Hints For working with the clusters

Below you will find information regarding nuances of working with these computing clusters. This is not meant to be a exhaustive list nor a tutorial, but a collection of advice and tools. They may not follow and order and we will update them as we remember.

Semaphores

A semaphore is a type of shared resource on the clusters, that can lead to communication problems in parallel runs if left on the nodes since there is a limit of number of semaphores. If any job you run terminates abnormally, you may leave Semaphore Arrays on the computer. If you run the job on the head node, then the Semaphore Array is left with the head node, otherwise it will be associated with the compute node you were working on. This can lead to problems with future parallel jobs run by you or other users. Therefore, it is good manners to frequently clean up your Semaphores.

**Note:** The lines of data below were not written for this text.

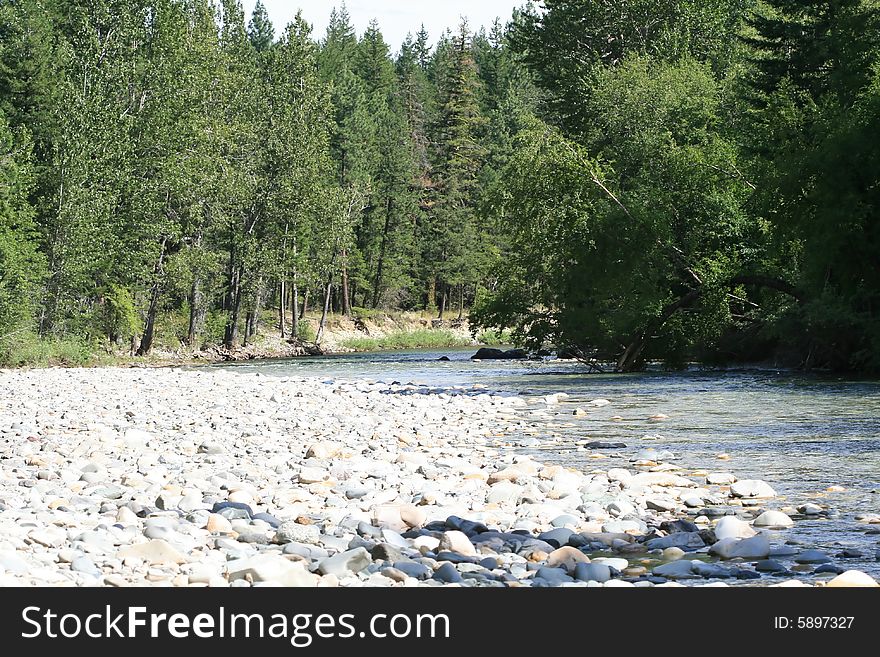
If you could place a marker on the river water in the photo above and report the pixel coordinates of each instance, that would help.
(799, 433)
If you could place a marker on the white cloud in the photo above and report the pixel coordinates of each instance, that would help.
(396, 17)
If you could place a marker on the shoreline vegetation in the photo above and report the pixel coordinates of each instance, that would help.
(216, 478)
(342, 335)
(639, 181)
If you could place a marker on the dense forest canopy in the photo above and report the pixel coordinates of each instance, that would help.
(628, 180)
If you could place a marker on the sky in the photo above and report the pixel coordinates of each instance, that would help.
(396, 17)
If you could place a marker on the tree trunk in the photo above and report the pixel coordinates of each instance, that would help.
(380, 267)
(231, 334)
(328, 294)
(346, 303)
(196, 316)
(282, 311)
(431, 301)
(294, 309)
(153, 311)
(252, 324)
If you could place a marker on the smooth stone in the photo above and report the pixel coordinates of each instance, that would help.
(385, 552)
(272, 569)
(413, 515)
(811, 557)
(810, 509)
(730, 527)
(217, 524)
(447, 574)
(226, 509)
(253, 538)
(829, 568)
(773, 519)
(346, 563)
(156, 552)
(125, 516)
(752, 488)
(12, 563)
(553, 576)
(557, 537)
(770, 566)
(757, 548)
(592, 572)
(456, 541)
(86, 566)
(413, 569)
(720, 478)
(853, 578)
(683, 540)
(567, 558)
(672, 554)
(292, 532)
(682, 569)
(50, 537)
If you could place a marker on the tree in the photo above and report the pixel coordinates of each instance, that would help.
(813, 96)
(21, 265)
(261, 32)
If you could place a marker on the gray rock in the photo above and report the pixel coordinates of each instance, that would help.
(770, 566)
(683, 540)
(752, 488)
(271, 569)
(682, 569)
(756, 548)
(385, 552)
(554, 576)
(414, 569)
(447, 574)
(345, 564)
(86, 566)
(773, 519)
(592, 572)
(253, 538)
(291, 532)
(812, 556)
(557, 537)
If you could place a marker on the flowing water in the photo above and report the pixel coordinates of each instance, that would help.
(799, 433)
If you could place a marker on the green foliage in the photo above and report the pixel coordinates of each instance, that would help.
(305, 331)
(29, 350)
(400, 340)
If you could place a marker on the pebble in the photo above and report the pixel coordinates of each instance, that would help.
(730, 527)
(271, 569)
(346, 563)
(853, 578)
(156, 552)
(752, 488)
(756, 548)
(592, 572)
(812, 557)
(447, 574)
(773, 519)
(458, 542)
(339, 483)
(293, 532)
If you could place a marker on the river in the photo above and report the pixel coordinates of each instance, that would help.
(799, 433)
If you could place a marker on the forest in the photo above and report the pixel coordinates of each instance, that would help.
(631, 181)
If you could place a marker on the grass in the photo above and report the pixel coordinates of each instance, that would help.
(492, 338)
(421, 339)
(27, 349)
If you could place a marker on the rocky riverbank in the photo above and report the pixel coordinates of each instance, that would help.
(126, 477)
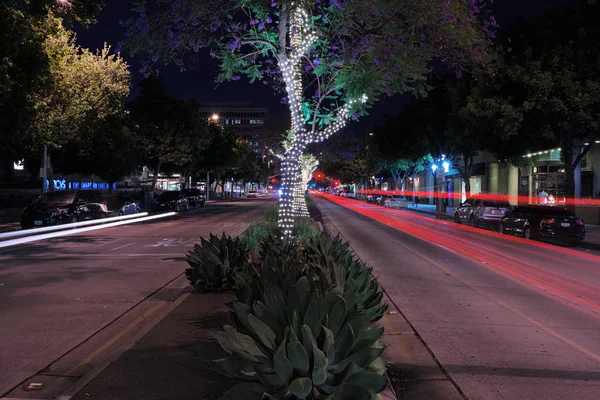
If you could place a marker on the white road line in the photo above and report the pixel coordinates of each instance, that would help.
(121, 247)
(69, 226)
(29, 239)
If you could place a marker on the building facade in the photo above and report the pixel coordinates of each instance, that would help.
(247, 120)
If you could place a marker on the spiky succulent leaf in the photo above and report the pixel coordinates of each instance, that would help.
(301, 387)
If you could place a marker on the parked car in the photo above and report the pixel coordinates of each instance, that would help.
(395, 201)
(65, 206)
(373, 198)
(129, 206)
(195, 197)
(171, 201)
(544, 222)
(482, 211)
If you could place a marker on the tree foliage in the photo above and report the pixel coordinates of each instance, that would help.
(85, 88)
(361, 48)
(547, 89)
(24, 63)
(171, 133)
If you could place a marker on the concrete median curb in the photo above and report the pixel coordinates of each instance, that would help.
(411, 363)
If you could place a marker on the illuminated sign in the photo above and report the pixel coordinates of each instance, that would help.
(62, 184)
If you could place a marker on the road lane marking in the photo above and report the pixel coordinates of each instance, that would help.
(113, 340)
(396, 337)
(122, 247)
(61, 227)
(501, 303)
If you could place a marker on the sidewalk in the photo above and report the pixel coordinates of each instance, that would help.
(172, 360)
(592, 232)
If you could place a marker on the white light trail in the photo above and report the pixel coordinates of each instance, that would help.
(29, 239)
(35, 231)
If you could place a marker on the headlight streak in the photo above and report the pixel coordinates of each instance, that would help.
(35, 238)
(34, 231)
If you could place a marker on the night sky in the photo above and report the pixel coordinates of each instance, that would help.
(199, 83)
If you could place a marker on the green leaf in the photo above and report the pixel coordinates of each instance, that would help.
(282, 364)
(344, 343)
(262, 312)
(274, 299)
(301, 387)
(337, 317)
(370, 381)
(319, 374)
(262, 330)
(298, 357)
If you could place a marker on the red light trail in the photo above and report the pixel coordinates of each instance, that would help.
(526, 262)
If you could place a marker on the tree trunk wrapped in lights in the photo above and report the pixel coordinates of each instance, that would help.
(329, 57)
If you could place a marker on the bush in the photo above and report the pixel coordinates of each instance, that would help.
(305, 228)
(303, 326)
(253, 235)
(213, 264)
(272, 215)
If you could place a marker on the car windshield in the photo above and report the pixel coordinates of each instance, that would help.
(553, 211)
(167, 196)
(54, 198)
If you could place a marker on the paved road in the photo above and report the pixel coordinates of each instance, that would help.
(507, 318)
(57, 293)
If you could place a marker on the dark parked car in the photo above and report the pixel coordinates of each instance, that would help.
(195, 197)
(544, 222)
(65, 206)
(129, 206)
(172, 201)
(482, 210)
(373, 198)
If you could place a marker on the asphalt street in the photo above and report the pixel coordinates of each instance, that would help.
(507, 318)
(57, 294)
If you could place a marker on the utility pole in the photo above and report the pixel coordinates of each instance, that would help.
(44, 169)
(207, 186)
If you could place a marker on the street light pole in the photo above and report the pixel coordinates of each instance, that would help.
(45, 168)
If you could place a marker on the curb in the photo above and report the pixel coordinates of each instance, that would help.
(583, 244)
(412, 385)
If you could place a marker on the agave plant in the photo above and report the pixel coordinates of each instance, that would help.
(215, 261)
(307, 342)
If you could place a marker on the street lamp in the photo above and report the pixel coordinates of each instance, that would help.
(446, 166)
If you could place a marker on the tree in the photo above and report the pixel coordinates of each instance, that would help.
(332, 60)
(109, 152)
(86, 88)
(25, 66)
(171, 133)
(550, 66)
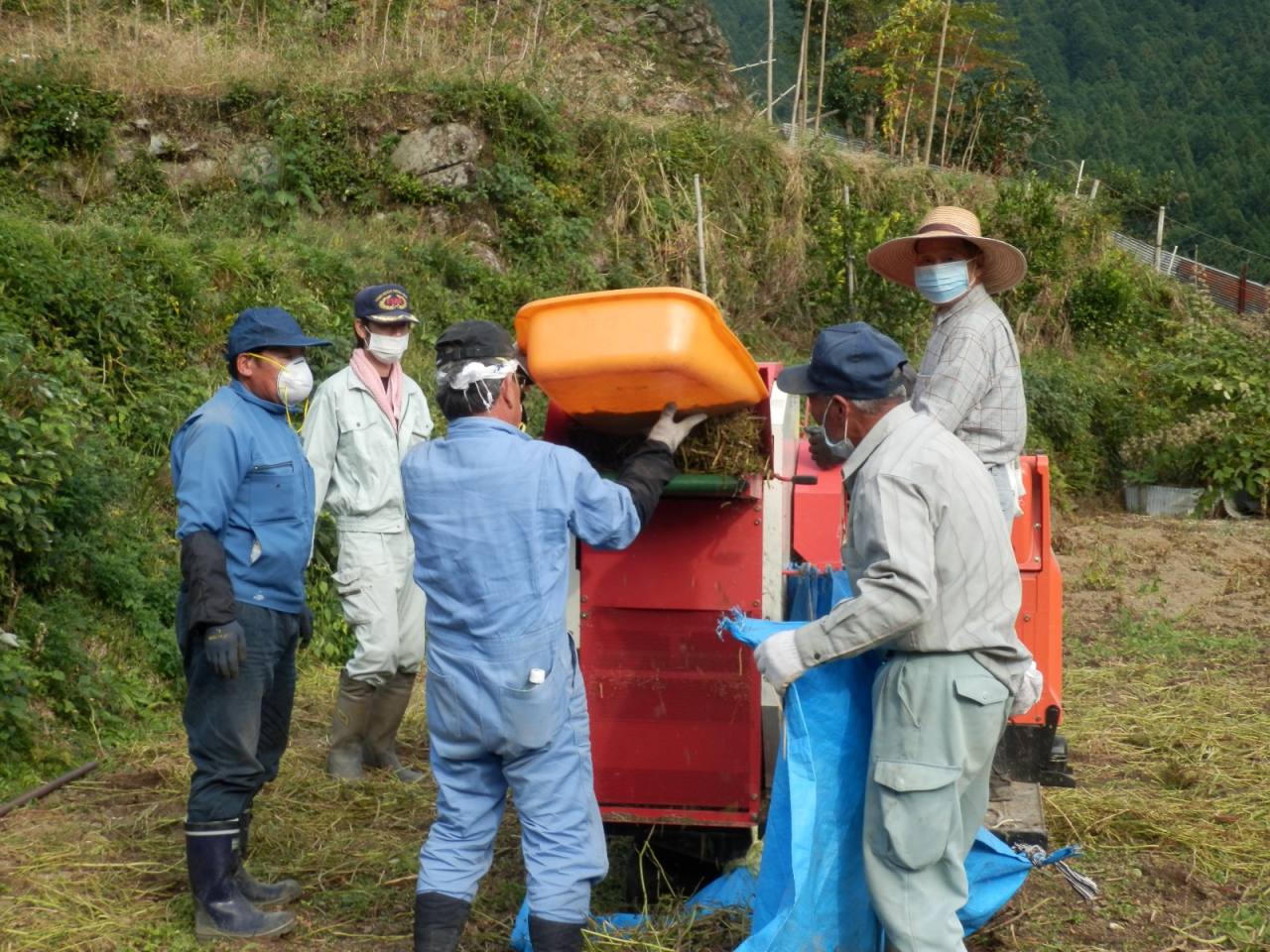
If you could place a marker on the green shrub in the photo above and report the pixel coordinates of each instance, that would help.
(49, 117)
(1106, 306)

How do I clean up Semahpores, you ask? Easy! You need to run the cleanipcs script to clean semaphores from your the computer. To do this, first you must find cleanipcs in the cluster using the locate command. Then, copy it over to you home directory and chmod it so that you have execute privileges. Now, you can run the program by typing

 $ ./cleanipcs

This will clean all of your Semaphores from the computer. However, if you are on a cluster, then this will only clean the Semaphores from the head node. Generally, the problem usually lies with Semapahores on the compute nodes, which can be cleaned using the cluster-fork command. The command cluster-fork runs a following command(e.g. ./cleanipcs) on all nodes or a subset of nodes. To clean the compute nodes, use

 $ cluster-fork ./cleanipcs

In some of clusters, the command cluster-fork has been replaced with rocks run host. In this case, use

 $ rocks run host "./cleanipcs"

How do I know if I have a Semaphore problem? Ok, thats easy too. Just run the command

 $/usr/bin/ipcs -s

This will list all of the Semaphore Arrays used on the head node. Basically, the command ipcs lists all the active interprocess communication objects (shared memory, message queues and semaphores). With option -s, it will show only semaphore sets. For the compute nodes, just use the cluster-fork prefix. The aforementioned script cleanipcs internally uses the command ipcrm to remove interprocess communication objects.

Finally, how do I know if this is crashing my parallel job? Well, likely your job will crash with the following error:

 $ p4_error: semget failed for setnum:0

If you see this error in your parallel job, you may have a problem with Semaphore Arrays. Run the ipcs command to see which nodes have Semaphore Arrays and clean up yours. You cannot clean up Semapahores owned by other users, so you may have to contact them to free all Semaphores.


Use Intel compiler in MC2

MC2 has an intel compiler in the folder "/opt/intel", but it would not be active at your home directory. In this case, you need to activate an intel compiler at your home directory to compile somthing with icc (C compiler) and icpc (C++ compiler). You can do this simply by adding a line in your .bashrc file:

 source /opt/intel/Compiler/11.1/064/bin/iccvars.sh intel64

Because MC2 is a 64 bit machine, you need intel64. (If the machine is 32 bit, you need ia32). Then, log out of a machine and reconnect. Then, you can use the intel compiler at your home folder. This is needed to compile ParaDiS 2.5.1.